Il problema maggiore è la lingua perchè pochi parlano l’inglese, ma è bello provare a comunicare con le gesta, con i disegni, si riacquista un po’di poesia perduta nel nostro mondo. Vedere la faccia di un ragazzo che beve la birra tanto desiderata (almeno per la curiosità)per la prima volta o delle sue sorelle che ricevono dei regali modesti che le fanno illuminare e risplendere ancor più nella loro già naturale bellezza o i bambini che accettano matite e pallonicini colorati senza rubarseli a vicenda e gioiscono con così poco, sono scene che ho visto altre volte in giro per il mondo, ma mai con tanta innocenza. Ho incontrato anche storie molto tristi, tipo quella del ragazzo semiparalizzato dopo 10 anni di rickshaw e che ha dovuto inventarsi un nuovo lavoro affittando una scassatissima Mazda più vecchia di me per accompagnare in giro i turisti, oppure quella di un altro rickshawman che per venire ad accompagnarmi all’embarcadero si era alzato la mattina alle 05.00 e aveva attraversato per un’ora tutta la città per guadagnarsi i 2 dollari di tariffa. O lo studente che si guadagna gli studi accompagnando i turisti e apprende così l’inglese sperando di lavorare come guida turistica. Ci sono tanti bambini che vendono cartoline e oggetti di artigianato e se gli chiedi perchè non sono a scuola, ti rispondono sempre che è giorno di vacanza. Incontri tanti bonzi e suore anche bambini con la loro ciottola in cerca dell’offerta che gli permette l’unico pasto quotidiano a base di riso e curry e ti guardano con il viso sereno, mai aggressivo e ti sorridono anche se non gli dai niente perchè vorresti poter dare a tutti, ma non è possibile. Li incontri poi tutti in fila (quasi mille) nel loro monastero contornati da orde di turisti famelici che scattano centinaia di foto, come fossero marziani o scimmie in gabbia.

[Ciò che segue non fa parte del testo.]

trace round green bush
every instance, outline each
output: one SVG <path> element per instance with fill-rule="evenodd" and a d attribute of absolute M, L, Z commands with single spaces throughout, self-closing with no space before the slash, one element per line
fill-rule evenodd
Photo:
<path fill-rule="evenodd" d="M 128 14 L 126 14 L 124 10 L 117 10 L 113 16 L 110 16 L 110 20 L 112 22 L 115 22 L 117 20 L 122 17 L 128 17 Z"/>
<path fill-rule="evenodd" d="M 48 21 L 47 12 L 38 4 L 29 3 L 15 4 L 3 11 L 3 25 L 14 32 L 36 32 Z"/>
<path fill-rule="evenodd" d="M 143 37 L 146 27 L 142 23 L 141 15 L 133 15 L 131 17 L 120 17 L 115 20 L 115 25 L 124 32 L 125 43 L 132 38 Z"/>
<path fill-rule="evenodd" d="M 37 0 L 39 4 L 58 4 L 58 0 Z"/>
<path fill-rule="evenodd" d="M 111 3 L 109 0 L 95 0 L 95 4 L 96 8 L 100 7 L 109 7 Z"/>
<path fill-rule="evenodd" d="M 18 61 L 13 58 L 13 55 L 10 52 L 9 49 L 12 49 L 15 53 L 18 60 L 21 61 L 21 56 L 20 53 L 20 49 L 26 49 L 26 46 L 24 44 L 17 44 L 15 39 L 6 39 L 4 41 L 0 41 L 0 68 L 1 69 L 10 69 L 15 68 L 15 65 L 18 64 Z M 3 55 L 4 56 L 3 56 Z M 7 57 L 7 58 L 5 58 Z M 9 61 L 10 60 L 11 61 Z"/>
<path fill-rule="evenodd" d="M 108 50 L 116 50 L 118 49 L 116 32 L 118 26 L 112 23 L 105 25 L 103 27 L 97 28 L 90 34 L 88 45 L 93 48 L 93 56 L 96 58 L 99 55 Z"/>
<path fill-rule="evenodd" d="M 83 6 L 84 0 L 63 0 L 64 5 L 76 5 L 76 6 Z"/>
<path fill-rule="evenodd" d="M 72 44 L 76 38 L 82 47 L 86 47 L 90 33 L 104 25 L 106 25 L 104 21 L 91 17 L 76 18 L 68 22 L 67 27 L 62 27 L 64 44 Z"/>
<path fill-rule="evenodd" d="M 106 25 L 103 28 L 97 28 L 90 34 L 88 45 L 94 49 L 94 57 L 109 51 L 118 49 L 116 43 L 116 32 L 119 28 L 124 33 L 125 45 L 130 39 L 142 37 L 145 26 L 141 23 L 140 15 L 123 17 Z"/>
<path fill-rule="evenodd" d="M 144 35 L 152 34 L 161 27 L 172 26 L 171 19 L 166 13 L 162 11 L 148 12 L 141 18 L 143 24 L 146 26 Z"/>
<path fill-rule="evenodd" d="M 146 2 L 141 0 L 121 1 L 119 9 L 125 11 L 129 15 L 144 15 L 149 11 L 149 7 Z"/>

Non è un paese tanto povero come vogliono far apparire le varie statistiche, vivono meglio di tutta l’Africa, dell’America centrale e meridionale e di gran parte dell’Asia, fortunatamente, grazie alla loro laboriosità ed al fatto che il regime ha aperto all’economia privata e segue di traino la confinante Cina che fornisce loro ogni tipo di merce che trovi nei grandi mercati, ma anche nei marciapiedi di tutte le strade, trasformati in negozi, bar e ristoranti.

I contadini delle campagne vivono imperturbabili ai vari regime secondo i prodotti che dà loro la terra fertile e vivono serenamente nelle loro case di tek e bambù in mezzo a enormi buffali e buoi, capre e galline, coltivando riso, frumento e legumi. E’ un paese in cui molte donne povere indossano gioielli ricchi che il paese produce e gli uomini, tutti, indossano un pareo, il longyi, freschissimo e adatto al loro clima caldo. In più donne e uomini usano un trucco, una pasta bianca ricavato da un ramo che li protegge la pelle e li dà un aspetto quasi surreale. Purtroppo bisogna andar “fuori pista” per incontrare la gente negli abiti tradizionali che ho visto nel museo della capitale, tantissimi e ognuno diverso a seconda della provincia e della minoranza etnica. Molti masticano il betel, che sputano in giro e lascia loro una schifosa bocca rossa. Bisogna però capire che equivale quasi al nostro caffè espresso, è nella loro tradizione ed è difficile giudicare un’usanza così diffusa che non li distrae dalle loro attività, anzi li dà la forza di andare avanti quando questa viene meno. L’ho provata anch’io nell’ultimo pezzo di trekking e,sarà stato l’effetto placebo, stà di fatto che l’ultima salita, prima del monastero dove ho pernottato, l’ho fatta di corsa, nonostante fossi esausto dopo 20 km di passeggiata in mezzo ad una natura splendida di campi di fiori gialli e di fronde di bambù. Chissà se le multinazionali all’attacco che già rubano le foreste di pregiato legno tek, le gemme e petrolio riusciranno a domare questo splendido popolo al consumismo sfrenato e a dimenticare le loro belle tradizioni in nome di una globalizzazione che ci vuole tutti uguali e banali. E’un paradosso che una dittatura terribile sia riuscita a mantenere intatto un paese splendido e che forse una democrazia liberale e consumista riuscirà a distruggere tutto in pochi anni come è avvenuto nella vicina Tailandia. Mi auguro che i tanti Budda seduti e reclinati veglino su questo popolo e li aiutino a resistere, rendendo possibile a noi ed ai nostri figli di gioire del loro meraviglioso spettacolo.